Fece il militare in Italia, negata la cittadinanza ad albanese

In primo piano la spalla di un militare con la bandiera italiana, sullo sfondo un plotone.
Fece il militare in Italia.

BARI. – A 14 anni arrivò in Italia a bordo di uno dei primi gommoni carichi di migranti sbarcati sulle coste pugliesi e si stabilì in Puglia, insieme con la famiglia. A 18 anni, nonostante fosse albanese, fu chiamato dall’Aeronautica a svolgere il servizio di leva: compito che Armando Panariti, oggi 40enne, svolse per poi però sentirsi dire che era stato un errore. E pochi mesi dopo essersi congedato fu allontanato dall’Italia con un foglio di via. Da allora Armando ha cominciato una lunga battaglia per vedersi riconosciuta la cittadinanza italiana.

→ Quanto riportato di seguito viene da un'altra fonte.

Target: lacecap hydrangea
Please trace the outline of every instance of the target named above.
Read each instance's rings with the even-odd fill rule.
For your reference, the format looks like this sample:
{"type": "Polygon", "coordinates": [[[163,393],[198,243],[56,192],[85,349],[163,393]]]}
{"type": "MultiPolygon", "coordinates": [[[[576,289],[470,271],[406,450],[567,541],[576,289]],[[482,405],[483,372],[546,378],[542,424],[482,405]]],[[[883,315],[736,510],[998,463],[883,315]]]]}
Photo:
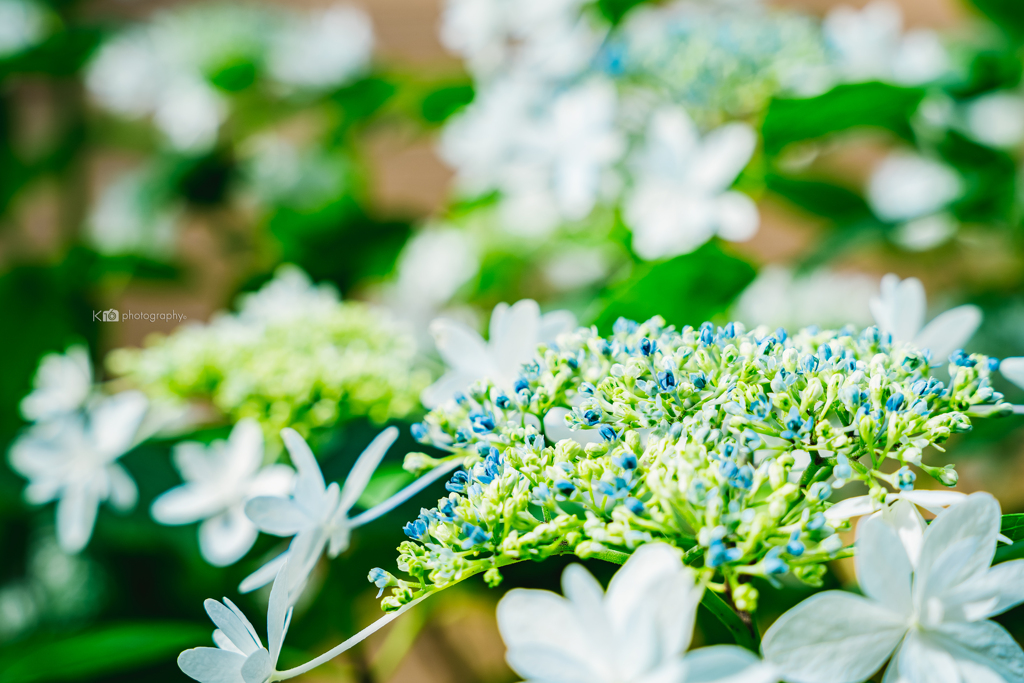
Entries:
{"type": "MultiPolygon", "coordinates": [[[[825,562],[852,553],[836,533],[848,522],[824,515],[834,488],[860,481],[881,502],[918,473],[953,486],[924,450],[1012,412],[990,383],[998,361],[957,352],[946,381],[940,364],[875,327],[790,336],[655,317],[563,334],[513,393],[477,383],[414,427],[464,470],[406,525],[406,578],[370,580],[397,609],[480,572],[494,585],[513,562],[621,561],[666,541],[741,611],[756,608],[753,576],[820,585],[825,562]],[[565,426],[574,438],[558,438],[565,426]]],[[[406,467],[438,462],[411,454],[406,467]]]]}

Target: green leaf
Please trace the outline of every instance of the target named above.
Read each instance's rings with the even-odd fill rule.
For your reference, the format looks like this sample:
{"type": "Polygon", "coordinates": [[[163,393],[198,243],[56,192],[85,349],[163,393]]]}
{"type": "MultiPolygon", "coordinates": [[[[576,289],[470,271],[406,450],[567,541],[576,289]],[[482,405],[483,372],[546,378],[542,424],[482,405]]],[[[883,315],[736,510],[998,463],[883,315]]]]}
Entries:
{"type": "Polygon", "coordinates": [[[774,173],[765,176],[765,183],[772,192],[818,216],[836,221],[871,216],[871,209],[860,195],[831,183],[797,180],[774,173]]]}
{"type": "Polygon", "coordinates": [[[1020,0],[973,0],[980,9],[1007,34],[1024,41],[1024,8],[1020,0]]]}
{"type": "Polygon", "coordinates": [[[1003,515],[1003,523],[999,525],[999,533],[1011,541],[1024,541],[1024,514],[1003,515]]]}
{"type": "Polygon", "coordinates": [[[428,123],[440,123],[473,101],[473,84],[446,85],[427,93],[420,103],[420,114],[428,123]]]}
{"type": "Polygon", "coordinates": [[[61,640],[23,645],[0,659],[0,683],[81,681],[177,657],[210,643],[210,629],[189,623],[101,626],[61,640]]]}
{"type": "Polygon", "coordinates": [[[701,598],[700,604],[708,608],[715,617],[722,622],[722,625],[729,630],[732,637],[736,640],[736,644],[740,647],[745,647],[751,652],[760,654],[761,650],[761,638],[757,634],[757,629],[753,626],[748,626],[740,615],[736,613],[729,604],[720,598],[717,593],[711,590],[704,591],[704,597],[701,598]]]}
{"type": "Polygon", "coordinates": [[[357,505],[364,510],[369,510],[375,505],[383,503],[391,496],[398,493],[407,484],[411,484],[414,477],[402,469],[401,465],[384,465],[377,468],[370,483],[363,489],[359,496],[357,505]]]}
{"type": "Polygon", "coordinates": [[[638,264],[633,275],[598,302],[595,321],[609,329],[619,317],[664,316],[671,325],[699,325],[724,312],[754,279],[754,268],[713,242],[691,254],[638,264]]]}
{"type": "Polygon", "coordinates": [[[773,100],[761,129],[765,153],[778,154],[794,142],[860,127],[884,128],[911,139],[910,117],[923,97],[924,90],[916,88],[856,83],[817,97],[773,100]]]}
{"type": "Polygon", "coordinates": [[[618,24],[629,10],[645,2],[648,0],[597,0],[597,7],[608,21],[618,24]]]}

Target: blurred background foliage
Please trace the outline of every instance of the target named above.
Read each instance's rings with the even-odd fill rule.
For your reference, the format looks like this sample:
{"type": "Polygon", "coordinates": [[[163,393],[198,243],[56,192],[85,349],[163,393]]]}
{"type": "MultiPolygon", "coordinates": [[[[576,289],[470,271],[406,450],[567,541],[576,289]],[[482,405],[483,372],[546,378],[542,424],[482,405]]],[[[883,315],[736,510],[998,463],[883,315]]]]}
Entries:
{"type": "MultiPolygon", "coordinates": [[[[281,263],[344,300],[390,309],[408,326],[417,386],[439,374],[426,325],[442,312],[483,328],[498,302],[531,297],[604,331],[619,316],[656,314],[677,325],[866,325],[867,299],[890,271],[921,278],[932,312],[979,305],[972,348],[1024,355],[1024,13],[1015,0],[907,0],[909,27],[939,30],[948,59],[916,82],[870,69],[823,75],[842,62],[822,37],[831,2],[757,6],[751,16],[738,2],[579,2],[596,47],[584,64],[540,76],[528,60],[485,63],[450,36],[455,54],[446,52],[439,17],[458,4],[0,0],[0,448],[25,425],[18,404],[43,354],[85,343],[98,378],[112,379],[109,351],[176,325],[113,325],[94,312],[205,321],[281,263]],[[671,29],[657,40],[644,32],[652,16],[671,29]],[[698,39],[707,35],[719,42],[698,39]],[[490,153],[495,138],[526,125],[516,101],[494,95],[522,73],[548,89],[535,109],[600,79],[640,112],[634,121],[624,107],[601,124],[623,136],[622,150],[594,171],[603,175],[590,205],[532,227],[509,222],[521,189],[510,176],[466,182],[486,175],[466,154],[490,153]],[[658,103],[682,105],[701,134],[730,121],[757,131],[735,178],[757,204],[752,238],[708,235],[689,250],[641,255],[624,198],[636,166],[623,150],[642,148],[641,124],[658,103]],[[485,106],[509,117],[504,130],[471,129],[485,106]],[[911,199],[893,205],[893,194],[911,199]]],[[[513,36],[510,49],[531,39],[513,36]]],[[[553,154],[586,157],[592,144],[581,137],[553,154]]],[[[485,171],[504,163],[485,161],[485,171]]],[[[529,161],[536,178],[560,172],[564,159],[529,161]]],[[[545,206],[528,203],[527,214],[545,206]]],[[[341,479],[390,421],[403,436],[361,503],[397,490],[408,480],[401,458],[416,448],[406,420],[420,410],[372,420],[340,410],[317,423],[327,479],[341,479]]],[[[225,410],[189,438],[222,438],[237,417],[225,410]]],[[[24,481],[0,466],[0,682],[182,680],[176,653],[209,636],[202,600],[235,599],[239,580],[280,546],[261,537],[247,559],[218,569],[200,557],[192,526],[150,519],[153,498],[180,482],[169,458],[177,438],[123,459],[140,502],[126,515],[101,510],[79,555],[57,546],[52,507],[29,507],[24,481]]],[[[955,446],[962,489],[1024,510],[1017,422],[986,424],[955,446]]],[[[376,614],[366,571],[392,564],[401,523],[432,495],[361,529],[342,558],[321,564],[285,665],[376,614]]],[[[553,587],[554,564],[510,568],[503,589],[553,587]]],[[[612,571],[591,569],[602,580],[612,571]]],[[[839,563],[828,580],[852,574],[839,563]]],[[[761,595],[766,621],[802,597],[796,588],[761,595]]],[[[447,591],[308,678],[511,680],[494,625],[499,596],[479,583],[447,591]]],[[[239,602],[258,614],[265,600],[239,602]]],[[[1002,618],[1018,638],[1019,611],[1002,618]]],[[[726,640],[713,619],[700,624],[705,641],[726,640]]]]}

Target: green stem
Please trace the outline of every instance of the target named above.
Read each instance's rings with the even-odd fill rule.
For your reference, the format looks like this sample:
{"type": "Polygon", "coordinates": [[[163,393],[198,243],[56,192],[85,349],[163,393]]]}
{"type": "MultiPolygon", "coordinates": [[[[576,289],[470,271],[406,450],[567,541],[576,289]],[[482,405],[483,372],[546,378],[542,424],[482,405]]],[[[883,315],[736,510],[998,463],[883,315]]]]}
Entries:
{"type": "Polygon", "coordinates": [[[700,604],[707,607],[708,611],[722,622],[722,625],[732,634],[737,645],[755,654],[760,654],[761,637],[758,635],[757,627],[754,626],[753,622],[750,624],[746,623],[737,614],[736,610],[729,606],[729,603],[712,590],[704,591],[704,597],[700,599],[700,604]]]}

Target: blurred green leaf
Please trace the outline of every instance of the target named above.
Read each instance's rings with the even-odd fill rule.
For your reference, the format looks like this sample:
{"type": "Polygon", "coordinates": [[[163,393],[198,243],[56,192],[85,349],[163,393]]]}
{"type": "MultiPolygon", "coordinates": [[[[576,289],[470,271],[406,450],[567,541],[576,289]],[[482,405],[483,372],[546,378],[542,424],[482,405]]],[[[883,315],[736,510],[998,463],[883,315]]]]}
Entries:
{"type": "Polygon", "coordinates": [[[420,113],[428,123],[440,123],[473,101],[473,85],[447,85],[427,93],[420,104],[420,113]]]}
{"type": "Polygon", "coordinates": [[[391,99],[397,88],[382,78],[364,78],[339,90],[334,100],[345,110],[348,123],[365,119],[391,99]]]}
{"type": "Polygon", "coordinates": [[[210,629],[190,623],[121,623],[0,656],[0,683],[81,681],[173,658],[209,641],[210,629]]]}
{"type": "Polygon", "coordinates": [[[1024,514],[1003,515],[999,533],[1014,542],[1024,541],[1024,514]]]}
{"type": "Polygon", "coordinates": [[[754,274],[749,263],[709,242],[663,263],[637,265],[629,280],[603,298],[596,323],[610,329],[619,317],[643,321],[662,315],[670,325],[699,325],[724,312],[754,274]]]}
{"type": "Polygon", "coordinates": [[[950,132],[938,150],[964,179],[964,194],[953,205],[956,216],[963,221],[1005,221],[1017,191],[1013,159],[956,132],[950,132]]]}
{"type": "Polygon", "coordinates": [[[761,130],[765,152],[778,154],[794,142],[859,127],[884,128],[910,139],[910,117],[923,97],[916,88],[856,83],[817,97],[773,100],[761,130]]]}
{"type": "Polygon", "coordinates": [[[1024,7],[1020,0],[972,0],[1000,28],[1013,38],[1024,40],[1024,7]]]}
{"type": "Polygon", "coordinates": [[[856,192],[815,180],[797,180],[777,174],[765,176],[772,192],[784,197],[805,211],[836,221],[871,216],[867,202],[856,192]]]}
{"type": "Polygon", "coordinates": [[[359,496],[357,505],[369,510],[411,484],[413,479],[412,474],[403,470],[401,465],[383,465],[374,472],[370,483],[363,489],[363,495],[359,496]]]}
{"type": "Polygon", "coordinates": [[[597,7],[608,21],[617,24],[629,10],[650,0],[598,0],[597,7]]]}

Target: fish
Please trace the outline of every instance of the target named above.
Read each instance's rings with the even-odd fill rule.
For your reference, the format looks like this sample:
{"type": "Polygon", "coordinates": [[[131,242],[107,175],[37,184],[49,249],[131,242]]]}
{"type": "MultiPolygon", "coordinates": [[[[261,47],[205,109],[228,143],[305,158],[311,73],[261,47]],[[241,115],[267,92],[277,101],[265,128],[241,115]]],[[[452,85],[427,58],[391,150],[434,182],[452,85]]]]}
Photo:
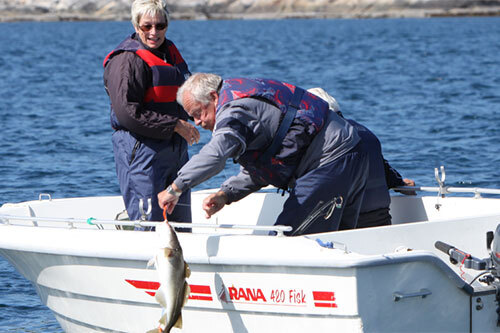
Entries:
{"type": "Polygon", "coordinates": [[[189,266],[184,261],[182,248],[174,228],[167,222],[156,227],[159,249],[148,262],[158,272],[160,287],[155,299],[163,308],[159,327],[150,332],[170,332],[172,327],[182,328],[182,307],[189,296],[186,278],[191,275],[189,266]]]}

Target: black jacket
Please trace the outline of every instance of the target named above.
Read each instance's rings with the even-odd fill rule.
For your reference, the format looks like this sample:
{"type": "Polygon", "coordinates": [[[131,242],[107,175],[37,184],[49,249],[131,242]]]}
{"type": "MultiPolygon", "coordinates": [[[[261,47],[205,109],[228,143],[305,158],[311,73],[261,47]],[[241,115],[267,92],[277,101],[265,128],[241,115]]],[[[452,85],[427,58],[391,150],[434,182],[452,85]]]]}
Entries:
{"type": "MultiPolygon", "coordinates": [[[[133,38],[140,42],[137,35],[133,38]]],[[[148,50],[173,64],[165,45],[148,50]]],[[[104,69],[104,86],[120,125],[144,137],[169,139],[180,118],[147,108],[143,100],[151,85],[151,68],[133,52],[117,54],[104,69]]],[[[187,119],[187,114],[182,118],[187,119]]]]}

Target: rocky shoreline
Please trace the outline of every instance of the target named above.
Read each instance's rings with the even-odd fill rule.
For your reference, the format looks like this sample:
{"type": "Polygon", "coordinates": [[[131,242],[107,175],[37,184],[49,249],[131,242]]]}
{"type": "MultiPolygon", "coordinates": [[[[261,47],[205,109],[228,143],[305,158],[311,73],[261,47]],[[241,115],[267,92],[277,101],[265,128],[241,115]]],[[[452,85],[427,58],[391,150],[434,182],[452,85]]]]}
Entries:
{"type": "MultiPolygon", "coordinates": [[[[130,20],[131,0],[0,0],[0,22],[130,20]]],[[[177,0],[173,19],[500,16],[500,0],[177,0]]]]}

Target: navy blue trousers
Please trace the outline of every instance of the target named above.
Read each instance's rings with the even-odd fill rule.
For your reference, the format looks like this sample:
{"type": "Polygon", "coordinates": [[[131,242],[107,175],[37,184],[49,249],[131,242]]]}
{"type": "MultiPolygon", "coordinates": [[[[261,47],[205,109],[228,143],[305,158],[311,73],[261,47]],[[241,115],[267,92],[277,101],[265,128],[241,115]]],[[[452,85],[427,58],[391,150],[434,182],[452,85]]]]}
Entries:
{"type": "Polygon", "coordinates": [[[319,211],[316,218],[309,219],[308,227],[297,234],[355,228],[368,178],[368,163],[368,155],[360,143],[335,161],[309,171],[297,179],[276,224],[293,227],[288,234],[294,234],[319,211]],[[342,201],[342,205],[331,213],[328,203],[335,198],[335,202],[342,201]]]}
{"type": "MultiPolygon", "coordinates": [[[[171,140],[144,138],[128,131],[113,133],[116,173],[120,191],[130,220],[139,220],[139,201],[143,211],[148,210],[151,199],[149,221],[163,221],[163,211],[158,205],[158,193],[177,177],[179,169],[188,161],[187,143],[177,134],[171,140]]],[[[191,192],[185,191],[169,221],[191,222],[191,192]]]]}

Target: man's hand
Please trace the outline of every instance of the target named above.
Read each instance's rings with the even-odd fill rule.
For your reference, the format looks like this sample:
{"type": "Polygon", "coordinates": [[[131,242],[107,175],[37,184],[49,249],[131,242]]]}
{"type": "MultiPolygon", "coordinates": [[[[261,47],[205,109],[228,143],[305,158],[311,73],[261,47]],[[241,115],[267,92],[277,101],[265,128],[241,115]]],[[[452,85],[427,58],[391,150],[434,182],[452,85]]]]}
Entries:
{"type": "Polygon", "coordinates": [[[179,119],[175,125],[174,131],[182,136],[191,146],[200,141],[200,132],[189,122],[179,119]]]}
{"type": "MultiPolygon", "coordinates": [[[[411,179],[405,178],[403,179],[403,182],[405,183],[405,186],[415,186],[415,182],[411,179]]],[[[402,193],[404,195],[417,195],[417,192],[415,191],[396,191],[399,193],[402,193]]]]}
{"type": "Polygon", "coordinates": [[[203,200],[203,210],[205,211],[205,217],[209,219],[212,215],[217,213],[222,209],[227,203],[226,193],[219,191],[217,193],[210,194],[203,200]]]}
{"type": "MultiPolygon", "coordinates": [[[[173,185],[174,189],[176,189],[175,185],[173,185]]],[[[160,193],[158,193],[158,204],[160,205],[161,209],[164,209],[167,207],[167,213],[172,214],[174,211],[175,205],[177,205],[177,202],[179,201],[179,197],[170,194],[167,192],[167,190],[163,190],[160,193]]]]}

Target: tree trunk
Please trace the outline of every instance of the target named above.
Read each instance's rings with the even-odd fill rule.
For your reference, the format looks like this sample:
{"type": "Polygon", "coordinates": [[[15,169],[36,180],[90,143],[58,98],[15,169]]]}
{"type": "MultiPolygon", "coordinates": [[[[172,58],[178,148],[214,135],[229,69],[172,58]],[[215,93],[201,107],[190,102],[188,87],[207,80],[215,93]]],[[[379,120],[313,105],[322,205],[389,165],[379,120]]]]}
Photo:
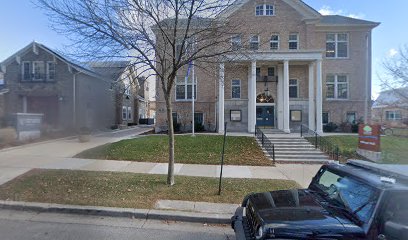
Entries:
{"type": "Polygon", "coordinates": [[[173,109],[171,106],[170,94],[165,94],[167,108],[167,129],[169,137],[169,167],[167,173],[167,184],[174,185],[174,128],[173,128],[173,109]]]}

Panariti, che risiede a Tirana, attraverso i suoi legali, ha scritto a Prefetture, organi militari e diplomatici e al presidente della Repubblica. Assistito dagli avvocati Raffaele Mascolo e Massimo Santoro, entro la prossima settimana depositerà un ricorso anche dinanzi alla Corte europea dei diritti dell’uomo.

A raccontare la storia è lo stesso protagonista, che dopo anni di domande e appelli senza aver ottenuto alcun risultato, oggi torna a chiedere “di aiutarmi, perché nessuno fino ad oggi mi ha dato una risposta”.

Armando Panariti arrivò in Italia il 7 marzo del 1991, nel primo sbarco di albanesi sulle coste pugliesi. Attraccò a Brindisi con la sua famiglia, padre, madre e sorella, e con altre 27 mila persone. La famiglia si stabilì a Laterza (Taranto), dove Armando frequentò la scuola di mattina e di pomeriggio andava a lavorare in un panificio.

“Un bel giorno del 1994, – racconta – si presentò il postino alla porta con la cartolina: mi dovevo presentare a Lecce nella caserma Pico per la visita della leva militare”. In più occasioni il ragazzo provò a spiegare che era un cittadino albanese, rivolgendosi prima alle autorità civili, poi a quelle militari, ma fu comunque costretto a partire.

Fu in servizio a Taranto, nella caserma SARAM (Scuola Addestramento Reclute Aeronautica Militare) ‘Luigi Bologna’, dove prestò anche giuramento sulla bandiera italiana, poi a Viterbo per l’addestramento reclute e infine a San Giorgio Ionico, dove ha svolto servizio di guardia con armi in dotazione. Su proposta dei vertici militari, fece anche richiesta per la ferma di leva prolungata di tre anni.

“Ma, due giorni prima di partire per dare gli esami, – continua Armando – il comandante mi chiamò e mi disse che io non potevo farlo perché ero cittadino albanese”. Pochi mesi dopo aver finito il militare gli fu notificato un foglio di via. Dovette lasciare la Puglia perché non aveva un lavoro e quindi non poteva ottenere un permesso di soggiorno.

Tornò in Albania, dove vive ancora oggi, mentre la sua famiglia è tuttora in Italia, e da allora non ha mai smesso di lottare per essere riconosciuto cittadino del Paese sulla cui bandiera ha anche giurato. Nell’aprile scorso l’Ambasciata d’Italia a Tirana gli ha risposto per l’ennesima volta che “la sua documentazione non soddisfa i requisiti necessari per far richiesta di cittadinanza italiana”. Non gli resta ora che aspettare il verdetto della Corte di Strasburgo.